Vive le cinéma croate! Et merci, Martin Scorcese, d'avoir produit le film d'Antoneta Alamat Kusijanovic, un film si différent, mystérieux, poétique, avec des personnages d'autant plus attachants qu'ils gardent toujours leur part d'opacité. Si cependant vous vous êtes endormis au Grand Bleu, passez votre chemin, car il y a beaucoup de grands bleus....
Ante (Leon Lucev) vit sur une petite ile de la côte croate, sèche, désertique: le reg. Mais, partout, la mer, sublime. Il vit de quoi, à part pécher des murènes avec sa fille de dix-sept ans, Juliya, (Gracija Filipovic)? On ne sait pas.
Mais il a un grand projet: vendre une partie de l'ile à son "meilleur ami", un richissime américain, Javier (Cliff Curtis), pour y construire un hôtel de luxe. Avec l'argent, la famille pourra enfin s'acheter un appartement à Zagreb, vivre normalement. Qui y croit? Nela (Danica Curcic), sa très jolie femme, une ancienne miss... Mais sans doute Ante ne quittera t-il jamais son royaume maritime, royaume dérisoire où il ne règne que sur deux sujettes...
Justement, Javier débarque sur un yacht avec une bande de jet-setters. Pour eux on organise une fête, à laquelle les femmes doivent se montrer, mais en suivant les diktats du maitre. Robes décentes, surtout pour Juliya à peine sortie de l'adolescence, qui passe sa vie en maillot de bain, inconsciente de la provoquante femellité de son corps (athlétique sans être sèche ou musculeuse, cette actrice est magnifique)
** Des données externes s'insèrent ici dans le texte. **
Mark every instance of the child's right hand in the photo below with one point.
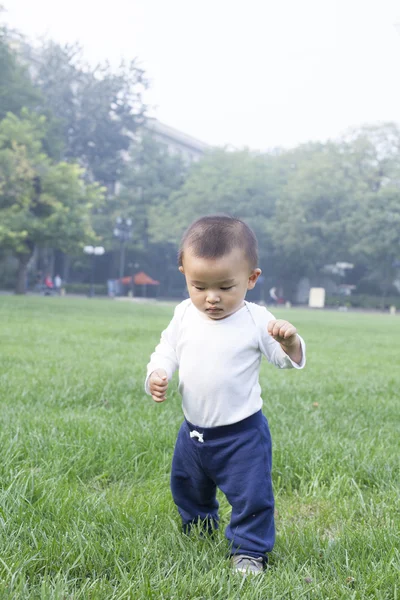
(158, 383)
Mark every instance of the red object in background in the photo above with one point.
(140, 278)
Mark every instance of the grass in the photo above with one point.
(85, 506)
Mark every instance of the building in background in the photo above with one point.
(177, 142)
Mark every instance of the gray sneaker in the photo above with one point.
(248, 565)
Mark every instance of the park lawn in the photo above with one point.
(85, 506)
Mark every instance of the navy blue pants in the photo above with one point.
(237, 459)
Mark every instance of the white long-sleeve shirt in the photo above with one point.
(218, 361)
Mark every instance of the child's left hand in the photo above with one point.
(283, 332)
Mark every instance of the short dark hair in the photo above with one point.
(216, 235)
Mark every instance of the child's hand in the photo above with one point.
(283, 332)
(158, 383)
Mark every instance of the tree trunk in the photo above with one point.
(23, 260)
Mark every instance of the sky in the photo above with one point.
(241, 73)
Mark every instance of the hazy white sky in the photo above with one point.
(257, 73)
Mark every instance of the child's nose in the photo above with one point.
(212, 297)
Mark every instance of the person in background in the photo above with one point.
(57, 284)
(273, 296)
(48, 285)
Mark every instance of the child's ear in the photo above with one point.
(254, 275)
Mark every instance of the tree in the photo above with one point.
(97, 110)
(41, 204)
(240, 183)
(16, 89)
(377, 235)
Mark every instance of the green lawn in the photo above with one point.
(85, 506)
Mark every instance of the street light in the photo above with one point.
(123, 232)
(93, 251)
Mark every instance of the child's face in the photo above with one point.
(218, 286)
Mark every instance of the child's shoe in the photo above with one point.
(247, 565)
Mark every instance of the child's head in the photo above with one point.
(218, 256)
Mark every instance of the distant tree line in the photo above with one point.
(74, 156)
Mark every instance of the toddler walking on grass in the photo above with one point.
(216, 339)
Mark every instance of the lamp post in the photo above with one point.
(93, 251)
(123, 232)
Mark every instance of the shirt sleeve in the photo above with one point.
(273, 351)
(164, 356)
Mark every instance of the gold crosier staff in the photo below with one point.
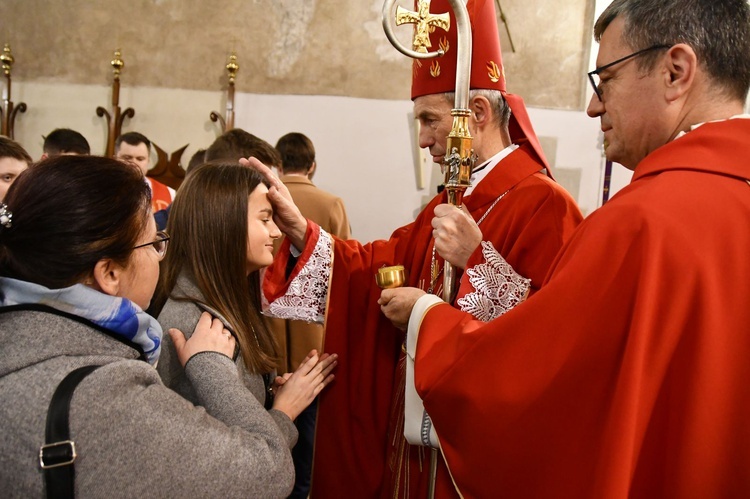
(460, 159)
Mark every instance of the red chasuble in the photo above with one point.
(626, 374)
(353, 456)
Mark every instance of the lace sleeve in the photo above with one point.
(306, 297)
(497, 287)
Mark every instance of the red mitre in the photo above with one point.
(438, 75)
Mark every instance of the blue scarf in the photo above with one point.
(118, 315)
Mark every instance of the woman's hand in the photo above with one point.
(295, 391)
(209, 336)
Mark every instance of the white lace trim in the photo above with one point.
(306, 297)
(498, 287)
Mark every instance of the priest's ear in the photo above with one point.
(481, 110)
(679, 71)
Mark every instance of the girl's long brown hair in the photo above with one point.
(208, 230)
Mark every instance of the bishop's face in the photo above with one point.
(435, 123)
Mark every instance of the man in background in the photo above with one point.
(13, 160)
(64, 141)
(134, 147)
(237, 143)
(297, 338)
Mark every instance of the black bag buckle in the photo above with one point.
(57, 454)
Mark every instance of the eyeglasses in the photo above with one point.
(160, 244)
(594, 75)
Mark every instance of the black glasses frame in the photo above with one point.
(598, 70)
(161, 237)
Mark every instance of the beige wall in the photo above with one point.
(345, 87)
(303, 47)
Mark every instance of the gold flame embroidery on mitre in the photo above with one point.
(445, 45)
(435, 69)
(494, 72)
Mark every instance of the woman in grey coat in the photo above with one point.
(222, 236)
(79, 257)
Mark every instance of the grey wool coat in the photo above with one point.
(134, 436)
(184, 315)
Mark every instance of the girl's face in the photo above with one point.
(261, 230)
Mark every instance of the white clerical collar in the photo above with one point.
(485, 168)
(735, 117)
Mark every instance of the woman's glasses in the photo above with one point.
(160, 244)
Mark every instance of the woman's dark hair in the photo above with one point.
(69, 212)
(208, 230)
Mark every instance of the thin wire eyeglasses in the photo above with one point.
(160, 244)
(594, 75)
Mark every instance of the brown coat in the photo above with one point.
(297, 338)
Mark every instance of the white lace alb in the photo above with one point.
(498, 287)
(305, 299)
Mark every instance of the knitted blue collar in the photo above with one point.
(119, 315)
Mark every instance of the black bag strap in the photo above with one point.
(58, 453)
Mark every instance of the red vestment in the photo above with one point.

Qui est Javier? Que vient il faire chez cet homme qui a été son employé, et qu'il méprise (tout autant qu'Ante, en fait, le déteste)? Revient il, en plein divorce, pour revoir Nela? Qui est Ante, ce tyran qui brutalise et enferme une fille dont, par ailleurs, il est très fier? A quoi pense t-il lorsqu'il regarde Javier flirter avec Nela, alors qu'ils ont été amoureux dans leur jeunesse? Qui est Nela confrontée au retour de cet homme qui, lui, a réussi? Pourquoi choisit -elle toujours de soutenir Ante, de prendre toujours le parti de cette brute contre Juliya, par peur de lui, ou par le reste de quelque fort attachement? Et surtout, que deviendra Juliya, cette petite boule de révolte qui se faufile dans l'eau, souple comme une murène, abominable poisson à corps de serpent, mais qui dans la vie ressemble plutôt à un pauvre poisson rouge enfermé dans un aquarium, qui ne cesse de se cogner à ses parois, qui presse sa mère de partir avec son ancien amoureux, de fuir cette ile-prison...
C'est beau, c'est intelligent, c'est original, c'est différent.